Quand Internet aide à sortir de l’ombre pour imposer un débat dans l’espace public L’exemple de Génération précaire et de la question des stages

Résumé

L’arrivée des nouvelles technologies de l’information et de la communication, Internet notamment, a conduit de nombreux chercheurs de disciplines variées (sciences politiques, sociologie, information et communication…) à s’interroger sur leur capacité à faire naître des mobilisations collectives.

Cette communication présente l’exemple de la contestation des usages abusifs des stages par le collectif Génération précaire créé par quelques personnes qui ont utilisé Internet pour se rencontrer, puis investir l’espace public au sens d’Habermas (des lieux où des citoyens organisés collectivement mènent des actions qui ont une influence sur les décisions politiques).

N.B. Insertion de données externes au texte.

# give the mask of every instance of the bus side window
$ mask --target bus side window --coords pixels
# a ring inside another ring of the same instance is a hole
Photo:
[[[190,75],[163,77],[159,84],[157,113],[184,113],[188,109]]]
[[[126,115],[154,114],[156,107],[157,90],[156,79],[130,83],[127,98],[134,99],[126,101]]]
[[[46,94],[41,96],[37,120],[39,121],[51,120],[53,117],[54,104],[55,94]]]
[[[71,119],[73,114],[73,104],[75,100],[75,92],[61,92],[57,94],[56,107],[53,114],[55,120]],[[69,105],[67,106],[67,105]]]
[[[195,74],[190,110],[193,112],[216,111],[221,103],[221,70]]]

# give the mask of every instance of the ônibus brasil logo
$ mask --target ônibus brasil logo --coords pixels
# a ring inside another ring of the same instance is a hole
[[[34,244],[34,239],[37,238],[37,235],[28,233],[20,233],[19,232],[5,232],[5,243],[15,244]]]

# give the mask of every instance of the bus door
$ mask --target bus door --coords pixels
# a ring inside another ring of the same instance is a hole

A la fin de l’année 2005, Génération précaire médiatise la question des stages en dénonçant leur détournement. Après un appel sur un blog personnel, des échanges sur le net conduisent à la formation d’un petit groupe d’ « activistes » qui organise plusieurs manifestations mettant en scène des stagiaires masqués afin d’attirer les médias pour sensibiliser l’opinion publique et pousser les acteurs institutionnels (pouvoirs publics, confédérations syndicales notamment) à se saisir du sujet.

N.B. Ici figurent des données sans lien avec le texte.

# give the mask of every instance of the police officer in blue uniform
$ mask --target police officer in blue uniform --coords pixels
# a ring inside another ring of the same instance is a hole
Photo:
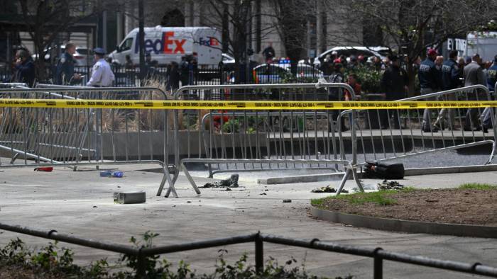
[[[457,50],[451,51],[449,54],[449,59],[442,66],[442,89],[444,91],[455,89],[461,84],[459,79],[462,77],[462,74],[457,64],[457,61],[456,61],[457,54]],[[457,101],[456,99],[455,93],[444,96],[444,101]],[[449,123],[445,125],[444,120],[447,113],[449,113]],[[442,108],[434,125],[437,129],[443,130],[445,127],[448,127],[449,130],[454,130],[455,116],[454,110]]]
[[[57,63],[55,72],[55,84],[60,85],[72,85],[80,82],[81,75],[75,73],[75,63],[72,55],[76,52],[76,45],[72,42],[65,45],[65,51],[60,55]]]
[[[496,82],[497,82],[497,55],[493,57],[492,67],[486,70],[486,85],[490,91],[495,92]]]
[[[437,50],[428,50],[427,57],[420,65],[417,77],[421,86],[421,95],[437,92],[440,86],[439,72],[437,69],[435,60],[437,58]],[[425,101],[434,101],[435,98],[427,98]],[[430,110],[425,108],[423,113],[422,131],[425,132],[437,132],[436,127],[432,127],[430,121]]]
[[[109,87],[112,86],[115,77],[111,66],[104,59],[105,50],[97,47],[93,50],[95,64],[92,68],[92,77],[87,83],[87,86]]]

Dans cette dynamique, le site qui est créé recueille en quelques semaines des milliers de plaintes de stagiaires abusés.

Quelques mois après, une réglementation se met en place à propos de laquelle Génération Précaire est reçu par les autorités gouvernementales. Aujourd’hui, ce collectif toujours actif participe au groupe de travail « Stapro » mis en place par le ministre Valérie Pécresse en septembre 2007 afin de faire des propositions pour améliorer la gouvernance des stages.

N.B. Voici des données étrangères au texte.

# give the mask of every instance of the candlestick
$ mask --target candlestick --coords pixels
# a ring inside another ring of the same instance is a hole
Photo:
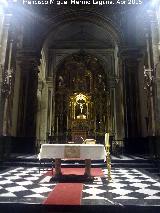
[[[109,133],[105,134],[105,146],[109,146]]]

Dans le cadre d’une recherche sur le fonctionnement et les usages des stages, nous avons mené des entretiens semi-directifs avec les fondateurs de Génération précaire et nous avons interrogé un certain nombre de stagiaires ayant témoigné sur leur site. À partir de cette enquête, nous montrerons comment Internet a servi d’instrument de communication, de diffusion d’une problématique et d’organisation d’une mobilisation liée à la formation et à l’emploi.

On peut y voir une forme de « nouveau mouvement social » (au sens de Touraine) dans lequel un nombre infime de personnes a réussi à devenir incontournable dans la négociation et la construction de nouvelles règles.

Cet usage d’Internet comme outil précieux de médiatisation et de diffusion montre comment un progrès technique peut servir de vecteur à l’invention de nouvelles normativités.

Mais l’émergence d’une telle congruence n’est pas hasardeuse. Il s’agira donc dans cette communication d’exposer les conditions dans lesquelles Internet a contribué à une mobilisation collective obligeant les pouvoirs publics à légiférer sans tomber dans un déterminisme technologique.